Romeo Castellucci, scenografo italiano e regista teatrale, in diretta dall’Arena del Sole di Bologna, tratta della dicotomia tra Inferno e Paradiso, in onore del settimo centenario dantesco.
Egli stesso premette di non essere un uomo di lettere, né uno specialista della Divina Commedia. Ma proprio la figura del poeta, che colloca se stesso al centro della sua opera, è stata la sua fonte di ispirazione per la realizzazione di un’opera teatrale ispirata alle tre cantiche. Dante è “arrogante” e “produttore di libero arbitrio”: è un artista estremamente inattuale, impensabile da rappresentare sul palcoscenico.
Il binomio teatrale Inferno-Paradiso che Castellucci decide di mettere in scena, in occasione del festival teatrale di Avignone del 2008, doveva inizialmente essere una trilogia, ma il Purgatorio, la cantica più vicina alla realtà per l’esistenza della dimensione temporale, si poneva in contrasto con gli altri due regni e per questo escluso. .
“Je m’appelle Romeo Castellucci”, così ha esordito lo scenografo, perché per dare inizio all’opera bisogna liberarsi del peso della propria biografia, che viene “sbranata” da tre cani feroci, proprio come le fiere che spingono Dante verso la condanna, ma anche la redenzione.
“Cosa sono io per l’Inferno di Dante?” “L’Enfer c’est les autres”. Castellucci rappresenta l’Inferno attraverso una mimica gestuale affettiva, per lo più composta da abbracci.
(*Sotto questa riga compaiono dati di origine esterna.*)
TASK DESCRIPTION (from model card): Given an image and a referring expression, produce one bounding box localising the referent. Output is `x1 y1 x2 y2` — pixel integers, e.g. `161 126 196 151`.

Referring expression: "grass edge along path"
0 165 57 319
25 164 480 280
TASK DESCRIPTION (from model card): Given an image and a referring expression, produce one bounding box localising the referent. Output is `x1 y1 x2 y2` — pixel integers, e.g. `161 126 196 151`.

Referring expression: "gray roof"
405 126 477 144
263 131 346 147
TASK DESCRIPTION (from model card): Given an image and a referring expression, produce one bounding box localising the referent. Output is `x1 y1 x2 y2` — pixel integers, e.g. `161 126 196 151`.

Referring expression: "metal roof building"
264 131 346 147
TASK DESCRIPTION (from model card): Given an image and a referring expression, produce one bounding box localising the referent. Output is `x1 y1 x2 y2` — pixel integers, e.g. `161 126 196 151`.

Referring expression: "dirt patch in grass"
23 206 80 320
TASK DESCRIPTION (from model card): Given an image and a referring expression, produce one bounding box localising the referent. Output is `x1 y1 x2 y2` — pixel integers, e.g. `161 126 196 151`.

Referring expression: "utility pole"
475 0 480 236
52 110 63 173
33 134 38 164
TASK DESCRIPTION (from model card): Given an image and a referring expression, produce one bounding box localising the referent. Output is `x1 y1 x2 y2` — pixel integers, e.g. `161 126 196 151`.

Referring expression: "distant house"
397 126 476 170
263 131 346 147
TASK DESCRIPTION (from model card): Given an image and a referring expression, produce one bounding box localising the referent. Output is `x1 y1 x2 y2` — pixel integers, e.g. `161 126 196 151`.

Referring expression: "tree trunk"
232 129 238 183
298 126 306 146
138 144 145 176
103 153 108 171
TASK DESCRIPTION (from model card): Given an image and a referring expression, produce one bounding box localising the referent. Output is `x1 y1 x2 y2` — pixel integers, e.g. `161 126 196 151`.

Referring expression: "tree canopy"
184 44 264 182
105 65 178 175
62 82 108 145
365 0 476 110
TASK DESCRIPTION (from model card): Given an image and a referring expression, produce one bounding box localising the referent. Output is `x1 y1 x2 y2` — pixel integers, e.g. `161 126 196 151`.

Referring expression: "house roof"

Invece il Paradiso è dipinto inizialmente come una cattedrale gotica al cui centro è posto un pianoforte bruciato, da cui fuoriesce una cascata d’acqua, che simboleggia un pianto; nella seconda versione viene invece utilizzata una black box riempita con acqua tiepida. Quest’ultima incarna il tepore e la bellezza femminile, ma una volta che l’occhio si abitua all’oscurità, si viene sopraffatti dal terrore.
Come Virgilio per Dante, così Andy Warhol, nello spettacolo di Castellucci, viene scelto come guida perché ha saputo dipingere l’abisso della superficialità: l’Inferno non è necessariamente qualcosa di tenebroso o privo di figure, bensì proprio “il deserto delle immagini” e la comunicazione può essere il rumore bianco di questo fondale superficiale.
Ma quindi, esiste davvero questa dicotomia tra i due regni? La visione dei due mondi danteschi è antifrastica, il negativo afferma il positivo, l’Inferno è inclusione, il Paradiso è “minaccia per coloro che sono esclusi”.
Dante, espiando la sua colpa, compie la realizzazione dell’opera. Egli ammette la sua impotenza, rovesciando così “l’arroganza” del suo io iniziale e ammette infine di non essere capace di aver a che fare con il limite. Anche il grande poeta che spende energia si espone al pericolo e al ridicolo trovandosi accecato dalla luce abbagliante del Paradiso.